Des chercheurs de l’Université de Montréal ont publié une étude qui pourrait bien vous apporter des réponses intéressantes. Cette mauvaise habitude serait récurrente chez les personnes impatientes, qui ont tendance à s’ennuyer rapidement ou qui ressentent de la frustration. Se ronger les ongles serait donc une conséquence de ces sentiments, au même titre que le fait de s’arracher les cils ou de se gratter jusqu’au sang. En réalité, c’est le perfectionnisme qui serait la cause de ces problèmes.
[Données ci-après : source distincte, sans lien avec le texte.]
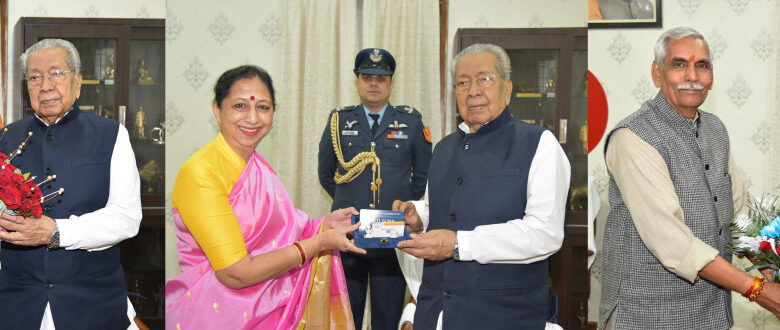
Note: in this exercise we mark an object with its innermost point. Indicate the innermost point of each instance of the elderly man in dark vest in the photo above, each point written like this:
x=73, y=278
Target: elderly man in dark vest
x=494, y=209
x=62, y=270
x=673, y=190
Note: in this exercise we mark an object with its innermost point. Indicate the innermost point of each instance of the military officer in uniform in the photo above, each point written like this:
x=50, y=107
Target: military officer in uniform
x=381, y=153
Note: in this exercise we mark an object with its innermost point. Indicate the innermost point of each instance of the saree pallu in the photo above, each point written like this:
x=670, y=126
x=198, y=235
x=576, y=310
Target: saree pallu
x=310, y=297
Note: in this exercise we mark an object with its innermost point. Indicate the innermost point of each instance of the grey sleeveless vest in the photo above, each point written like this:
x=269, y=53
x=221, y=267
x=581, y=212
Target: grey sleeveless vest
x=635, y=285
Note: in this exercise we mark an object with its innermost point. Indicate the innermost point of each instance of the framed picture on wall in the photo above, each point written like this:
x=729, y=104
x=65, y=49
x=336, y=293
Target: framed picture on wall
x=624, y=14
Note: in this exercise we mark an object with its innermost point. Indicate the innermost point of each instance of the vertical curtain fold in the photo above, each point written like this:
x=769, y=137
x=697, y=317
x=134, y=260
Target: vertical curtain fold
x=318, y=48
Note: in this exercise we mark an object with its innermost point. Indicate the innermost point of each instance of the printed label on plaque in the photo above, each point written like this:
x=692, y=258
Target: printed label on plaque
x=379, y=228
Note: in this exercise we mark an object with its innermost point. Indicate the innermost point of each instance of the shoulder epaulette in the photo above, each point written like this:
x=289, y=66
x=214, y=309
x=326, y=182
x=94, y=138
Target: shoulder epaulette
x=347, y=108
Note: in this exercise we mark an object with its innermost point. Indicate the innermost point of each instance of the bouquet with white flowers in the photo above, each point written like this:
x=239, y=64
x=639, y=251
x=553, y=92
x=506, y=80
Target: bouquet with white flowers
x=757, y=233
D’après les chercheurs, c’est le système répétitif de ces comportements qui dévoilerait un caractère perfectionniste. Ces personnes auraient plus de difficultés à se relaxer, à exécuter des tâches à un rythme normal et seraient de nature plus anxieuse.

Pour tirer ces conclusions, les chercheurs ont travaillé avec 48 personnes dont la moitié étaient sujettes à ces comportements. Après avoir répondu à un questionnaire dans lequel elles dévoilaient leurs limites face à l’ennui, la colère, l’anxiété ou la culpabilité, chaque personne a été soumise à un test qui mettait en scène une situation qui provoquait l’un de ces sentiments. Ainsi, certaines personnes ont été laissées seule dans une pièce pendant plus de cinq minutes. Les sujets anxieux ont eu tendance à réitérer ces mauvaises habitudes.

S’il vous arrive quelques fois de vous ronger les ongles lorsque vous êtes très stressée, pas de panique donc, c’est une réaction normale à l’anxiété qui ne doit cependant pas devenir compulsive. Pour venir à bout des troubles compulsifs, il existe des thérapies comportementales ou cognitives.